If you buy or sell a horse, and particularly if there is a trial period, you must be aware of the existing laws that could put you at risk. I have written extensively over the years about the basic legal principles of a purchase and sale of a horse. These include the following:

  • Caveat emptor – let the buyer beware! As stated in the old case Jones v. Bright (1829), “If a man sells a horse, generally he warrants no more than that it is a horse; the buyer puts no question, and perhaps gets the animal cheaper.” Even today, it remains up to the buyer to investigate and become informed about the horse he or she wishes to purchase. If a buyer does not ask, he will likely not be told about a bad vice or other problem with the horse that makes it unsuitable for him. It is the buyer’s responsibility to ask the right questions and become informed about the horse so that surprises after the sale are few.
  • Be careful what you say! If the buyer does ask questions, the seller should be careful about what he or she says. Statements made by the seller of a horse in response to questions from a prospective purchaser – or simply volunteered by the seller – about the qualities of the horse are sometimes called “representations.” If the buyer relies on these representations when purchasing a horse and if they are later proven false after the sale, the buyer will have recourse against the seller.
  • Statements that go to the root of the sale contract and relate to a quality of the horse that is of fundamental importance to the buyer, and without which the buyer would never have purchased the horse, are called conditions. The remedy available to a buyer for breach of a condition of sale by the seller is rescission. This is best described as an attempt to place the parties back in the position in which they would have been had the sale not taken place. The buyer returns the horse in exchange for the money paid plus the buyer’s out-of-pocket expenses relating to the horse’s care. Rescission is only available if: (a) the horse is returned in the same or better condition than at the time of sale; (b) no steps were taken by the purchaser inconsistent with rescission once he knew of the breach of condition, such as using the horse for breeding or showing it numerous times before deciding to give it back; (c) there is no unreasonable delay by the purchaser in pursuing the remedy of rescission; and (d) no innocent third party who was not involved in the original sale is prejudiced by the rescission.
  • Representations by the seller that are collateral to the sale contract, something less than a condition of sale, are called warranties. An example could be a statement that the horse is nine when it is actually 13 years old; something that affects the value of the horse but is not essential to the sale. A breach of warranty gives rise to a claim for damages, but does not allow the buyer to reject the horse and terminate the contract. The buyer can sue for the difference between the price she paid for the animal and its actual value had the seller told the truth, but she must keep the horse.

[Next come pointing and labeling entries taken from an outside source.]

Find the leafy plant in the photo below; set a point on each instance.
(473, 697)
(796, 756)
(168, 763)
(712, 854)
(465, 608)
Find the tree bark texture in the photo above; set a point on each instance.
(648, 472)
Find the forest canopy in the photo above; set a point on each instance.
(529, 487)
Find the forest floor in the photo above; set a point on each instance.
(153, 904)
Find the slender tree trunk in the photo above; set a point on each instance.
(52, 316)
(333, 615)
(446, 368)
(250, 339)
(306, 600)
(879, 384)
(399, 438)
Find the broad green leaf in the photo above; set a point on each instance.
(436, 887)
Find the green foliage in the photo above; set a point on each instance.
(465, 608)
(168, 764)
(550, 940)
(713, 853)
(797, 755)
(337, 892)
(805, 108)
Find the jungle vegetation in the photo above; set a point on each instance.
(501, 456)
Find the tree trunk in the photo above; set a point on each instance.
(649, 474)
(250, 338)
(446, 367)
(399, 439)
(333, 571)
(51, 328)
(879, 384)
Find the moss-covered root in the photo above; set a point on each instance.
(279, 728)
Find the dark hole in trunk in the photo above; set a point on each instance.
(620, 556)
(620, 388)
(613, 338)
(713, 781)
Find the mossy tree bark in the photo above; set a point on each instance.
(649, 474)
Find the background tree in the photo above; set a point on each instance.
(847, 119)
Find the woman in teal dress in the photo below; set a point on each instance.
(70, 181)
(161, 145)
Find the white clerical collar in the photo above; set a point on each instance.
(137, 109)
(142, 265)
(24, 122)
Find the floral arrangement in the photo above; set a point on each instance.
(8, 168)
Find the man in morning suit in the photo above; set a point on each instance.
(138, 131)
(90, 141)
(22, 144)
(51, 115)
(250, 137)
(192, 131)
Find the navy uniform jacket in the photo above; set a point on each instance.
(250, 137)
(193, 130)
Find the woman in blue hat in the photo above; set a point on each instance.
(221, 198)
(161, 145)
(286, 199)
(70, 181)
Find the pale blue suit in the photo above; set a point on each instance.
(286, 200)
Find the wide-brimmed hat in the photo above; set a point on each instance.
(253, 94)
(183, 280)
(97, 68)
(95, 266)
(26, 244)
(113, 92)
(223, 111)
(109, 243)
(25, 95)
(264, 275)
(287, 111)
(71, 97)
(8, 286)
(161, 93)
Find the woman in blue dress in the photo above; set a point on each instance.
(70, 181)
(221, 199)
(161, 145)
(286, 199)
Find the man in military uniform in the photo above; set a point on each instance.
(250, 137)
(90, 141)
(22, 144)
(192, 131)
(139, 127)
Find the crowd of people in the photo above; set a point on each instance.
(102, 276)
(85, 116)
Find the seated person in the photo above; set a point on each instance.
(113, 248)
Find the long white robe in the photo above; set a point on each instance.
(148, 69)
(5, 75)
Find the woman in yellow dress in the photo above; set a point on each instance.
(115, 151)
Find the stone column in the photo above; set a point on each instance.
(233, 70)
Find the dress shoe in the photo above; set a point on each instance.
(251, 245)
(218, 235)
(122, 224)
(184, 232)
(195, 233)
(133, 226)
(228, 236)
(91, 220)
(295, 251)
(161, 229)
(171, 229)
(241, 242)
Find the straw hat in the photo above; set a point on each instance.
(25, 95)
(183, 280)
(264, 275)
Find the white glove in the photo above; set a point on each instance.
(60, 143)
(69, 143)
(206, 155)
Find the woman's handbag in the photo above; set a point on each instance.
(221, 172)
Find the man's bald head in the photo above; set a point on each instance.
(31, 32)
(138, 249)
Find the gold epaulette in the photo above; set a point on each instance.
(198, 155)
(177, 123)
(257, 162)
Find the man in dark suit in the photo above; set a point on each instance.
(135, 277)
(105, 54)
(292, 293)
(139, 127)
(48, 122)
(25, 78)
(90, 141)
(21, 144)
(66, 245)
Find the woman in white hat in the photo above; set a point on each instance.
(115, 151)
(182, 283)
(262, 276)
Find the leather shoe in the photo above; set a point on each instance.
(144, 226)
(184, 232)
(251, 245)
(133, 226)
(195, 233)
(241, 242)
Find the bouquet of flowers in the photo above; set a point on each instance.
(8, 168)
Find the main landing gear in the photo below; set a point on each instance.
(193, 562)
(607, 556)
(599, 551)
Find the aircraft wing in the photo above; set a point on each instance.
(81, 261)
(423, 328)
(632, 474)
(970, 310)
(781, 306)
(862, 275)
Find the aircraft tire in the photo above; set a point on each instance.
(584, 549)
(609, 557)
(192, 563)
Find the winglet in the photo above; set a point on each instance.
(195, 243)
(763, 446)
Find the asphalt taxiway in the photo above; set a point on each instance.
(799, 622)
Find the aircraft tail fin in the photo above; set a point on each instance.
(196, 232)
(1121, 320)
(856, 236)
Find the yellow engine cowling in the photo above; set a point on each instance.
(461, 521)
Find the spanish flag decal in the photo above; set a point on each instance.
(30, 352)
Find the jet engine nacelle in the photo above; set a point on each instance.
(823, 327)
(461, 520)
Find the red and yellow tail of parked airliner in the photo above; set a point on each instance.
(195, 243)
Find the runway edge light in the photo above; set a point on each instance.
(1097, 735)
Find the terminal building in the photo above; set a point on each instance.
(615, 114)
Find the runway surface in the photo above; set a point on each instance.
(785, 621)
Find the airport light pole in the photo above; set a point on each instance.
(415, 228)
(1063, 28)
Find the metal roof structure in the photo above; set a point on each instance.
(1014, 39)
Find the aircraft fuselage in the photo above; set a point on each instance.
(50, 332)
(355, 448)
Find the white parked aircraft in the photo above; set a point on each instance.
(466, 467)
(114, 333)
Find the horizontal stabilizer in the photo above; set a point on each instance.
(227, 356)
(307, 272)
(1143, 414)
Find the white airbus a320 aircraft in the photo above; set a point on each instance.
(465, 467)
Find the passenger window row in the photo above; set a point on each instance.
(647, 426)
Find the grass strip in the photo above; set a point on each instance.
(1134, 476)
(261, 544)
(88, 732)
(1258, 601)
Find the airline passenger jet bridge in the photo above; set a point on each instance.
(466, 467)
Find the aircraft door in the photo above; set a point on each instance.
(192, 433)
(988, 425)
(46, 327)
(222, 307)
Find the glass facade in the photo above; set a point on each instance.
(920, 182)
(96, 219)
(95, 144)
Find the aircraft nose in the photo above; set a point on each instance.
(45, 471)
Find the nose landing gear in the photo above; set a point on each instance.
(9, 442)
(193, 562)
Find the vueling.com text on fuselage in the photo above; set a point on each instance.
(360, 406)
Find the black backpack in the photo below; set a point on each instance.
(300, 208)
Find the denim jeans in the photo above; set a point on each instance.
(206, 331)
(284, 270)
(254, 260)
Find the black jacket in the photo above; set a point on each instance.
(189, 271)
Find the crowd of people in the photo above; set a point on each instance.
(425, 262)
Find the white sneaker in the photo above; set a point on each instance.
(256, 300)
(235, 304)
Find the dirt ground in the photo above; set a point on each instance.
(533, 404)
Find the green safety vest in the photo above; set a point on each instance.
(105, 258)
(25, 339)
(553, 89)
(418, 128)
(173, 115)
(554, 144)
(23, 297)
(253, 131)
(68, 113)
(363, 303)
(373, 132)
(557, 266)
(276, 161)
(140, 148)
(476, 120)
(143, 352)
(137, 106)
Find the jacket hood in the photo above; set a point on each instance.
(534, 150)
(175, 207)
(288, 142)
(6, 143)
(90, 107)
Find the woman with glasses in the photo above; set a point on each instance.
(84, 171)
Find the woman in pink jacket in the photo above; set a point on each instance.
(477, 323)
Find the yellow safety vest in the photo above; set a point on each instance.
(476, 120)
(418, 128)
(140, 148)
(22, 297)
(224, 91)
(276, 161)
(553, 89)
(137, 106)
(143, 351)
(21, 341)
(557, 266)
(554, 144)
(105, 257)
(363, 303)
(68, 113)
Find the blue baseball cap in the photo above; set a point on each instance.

Let’s go a little deeper into a sale transaction today and look, in particular, to the application of the Sale of Goods Act to a horse sale. Some conditions in the sale of a horse are imposed on the parties by statute. Provincial legislation relating to the sale of goods affects the rights and obligations between a buyer and seller. I refer below to some of the provisions from the Ontario Sale of Goods Act. Most provinces and territories have similar pieces of legislation and if you want to be thorough, I recommend that you read your own provincial Sale of Goods Act. It may contain some surprises.

Trial Periods: The Act deals with the transfer of risk in the horse from the seller to the buyer and states that the horse remains at the seller’s risk until the property in the horse is transferred to the buyer. Once the property in the horse has been transferred, the horse is at the buyer’s risk. The concept of transfer of property is quite curious. The Act states that property in the horse passes from the seller to the buyer at such time as the parties intend it to be transferred. Intention is ascertained from the terms of the sale contract, the conduct of the parties, and the circumstances of the case. Important for us is that when property passes, so does the risk.